The Provincial Court of Badajoz has sentenced David Sánchez to nine years of special disqualification from public employment or office and from exercising the right to passive suffrage as a necessary cooperator in a crime of administrative prevarication.
The sentence, however, is not final; an appeal can be filed against it before the Civil and Criminal Chamber of the High Court of Justice of Extremadura within 10 days.
In the opinion of the lawyer who signs this article, the sentence presents various aspects that may constitute the arguments for challenge by the defense:
One of the most relevant elements of the sentence is that David Sánchez is not convicted for having issued an administrative resolution, something impossible given that he did not hold the status of authority or public official.
The conviction is based on a different thesis: that he necessarily cooperated in the modification of the job position he subsequently occupied.
According to the Provincial Court, David Sánchez submitted the application to opt for the position, participated in the selective procedure, and subsequently requested and consented to the modification of the name and characteristics of the position, consciously benefiting from an administrative action designed to adapt the position to his professional interests.
Precisely this legal construction will foreseeably be one of the main fronts of the appeal.
Was there really necessary cooperation? The jurisprudence of the Supreme Court requires that the necessary cooperator make an indispensable or essential contribution to the commission of the crime. It is not enough to benefit from an illicit act or to know of its existence; it is necessary to prove an intervention without which the crime could not have been committed.
In this case, several legal objections can be raised.
Firstly, applying for a public call and providing the required documentation constitutes an action typical of any applicant, but it can hardly be identified with the control of the administrative procedure or with the adoption of decisions that were subsequently considered arbitrary.
Secondly, the control of the administrative file never corresponded to David Sánchez. Decisions regarding the modification of the position, its processing, and its approval depended exclusively on the competent bodies of the Provincial Council. In fact, the sentence itself DOES NOT declare proven "that specific person or persons exerted pressure or influence on the first-named defendants, taking advantage of the exercise of the powers of an office or any other situation derived from a personal or hierarchical relationship with them."
Another aspect subject to review is the motivation of the sentence.
The resolution considers necessary cooperation proven, but does not specify what exactly David Sánchez's action was that proved essential for the commission of the crime.
And that question is not minor.
The modification of the job position was a decision that depended entirely on the Administration. From the perspective of the evidence presented, it does not seem that the call or the subsequent transformation of the position required any specific action on the part of David Sánchez.
Therefore, it can be argued that the sentence confuses the benefit obtained with criminally relevant participation, when Criminal Law requires something more than the simple exploitation of an illicit act carried out by third parties.

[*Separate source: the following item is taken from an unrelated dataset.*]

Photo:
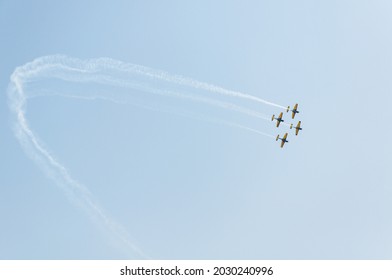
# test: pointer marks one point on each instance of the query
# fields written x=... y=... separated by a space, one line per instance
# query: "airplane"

Perhaps one of the most interesting legal arguments of the eventual appeal is found in the very structure of the sentence.
The Court expressly declares that the facts corresponding to the so-called "Block A" (the initial creation of the position, the alleged design of the procedure to favor the accused, prior knowledge of the process, or the benefit obtained from the origin) are time-barred. However, although the formal conviction refers only to the modification of the position, a large part of the incriminating narrative rests precisely on those facts already time-barred.
It should be remembered that this is not a final judgment.
The appeal before the High Court of Justice will allow for a review of both the assessment of the evidence carried out by the Provincial Court and the sufficiency of the motivation regarding the existence of necessary cooperation.
It will be precisely in that phase where essential questions must be analyzed, such as the true extent of David Sánchez's attributed participation, the sufficiency of the evidence presented, and the impact that the facts declared prescribed may have on the construction of the conviction.
We will have to wait for the appeal to unfold to see if the High Court shares the interpretation made by the Provincial Court or, on the contrary, considers that there are sufficient doubts to revoke the conviction and issue an acquittal.